I was speaking with some folks yesterday about tuning a system, and they asked me about my methodology. As time goes on, I find myself doing things differently based on the situation, but there is a general approach I use that I’ll explain here. This isn’t a hard-and-fast rule; it’s just a guideline I use to narrow in on the problem.
I start with three general areas:
1. Component Pressure
2. Waits and Queues
3. Top Processes
What I do first is to set up Performance Monitor (AKA System Monitor) and evaluate the general counters around CPU, Memory, I/O and Network. I watch which ones are showing the most activity (pressure) and then fine-tune the collection to know more about what part of that component is showing the issue.
Next I examine the Wait States and the Queues (using various DMV’s and so on) that tell me what the system is waiting to do.

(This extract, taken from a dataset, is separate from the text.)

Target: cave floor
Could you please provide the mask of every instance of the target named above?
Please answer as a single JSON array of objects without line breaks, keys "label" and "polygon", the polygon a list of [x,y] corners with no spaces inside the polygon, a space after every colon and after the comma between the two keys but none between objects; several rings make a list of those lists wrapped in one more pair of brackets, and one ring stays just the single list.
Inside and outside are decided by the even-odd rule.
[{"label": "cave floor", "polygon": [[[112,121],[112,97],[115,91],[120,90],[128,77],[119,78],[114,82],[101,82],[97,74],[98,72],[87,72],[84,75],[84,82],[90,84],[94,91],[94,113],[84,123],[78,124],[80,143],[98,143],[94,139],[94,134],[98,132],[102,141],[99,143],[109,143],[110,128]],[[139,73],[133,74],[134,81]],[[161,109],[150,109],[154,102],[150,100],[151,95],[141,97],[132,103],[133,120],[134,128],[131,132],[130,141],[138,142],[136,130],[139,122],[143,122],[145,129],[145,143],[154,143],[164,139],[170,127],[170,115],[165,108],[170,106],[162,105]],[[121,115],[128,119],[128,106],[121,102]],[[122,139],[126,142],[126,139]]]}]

Finally, I watch the top five or ten processes or queries that are running on the system, again using Perfmon and DMVs.
When I’m done with the collection, which might take a few minutes to a few days, I create a list of each of those items. There will be some that are in common, such as the I/O is causing the system to wait, which is caused by a long-running INSERT operation, and then I deal with those. Then I go after the things that were in one list (like the CPU that was running a little high for too long, for instance) but weren’t in another (no single query waiting on this). At some point you’re just re-arranging the deck chairs, so you tune until the system is behaving and then examine the architecture to see if there are any longer-term changes that need to be made.
Of course, none of this is optimal – it’s far better to extablish a baseline of information on your system and then when you experience an issue you can just compare to that. But most shops I visit don’t have that, so this is the next best thing. Comments welcome.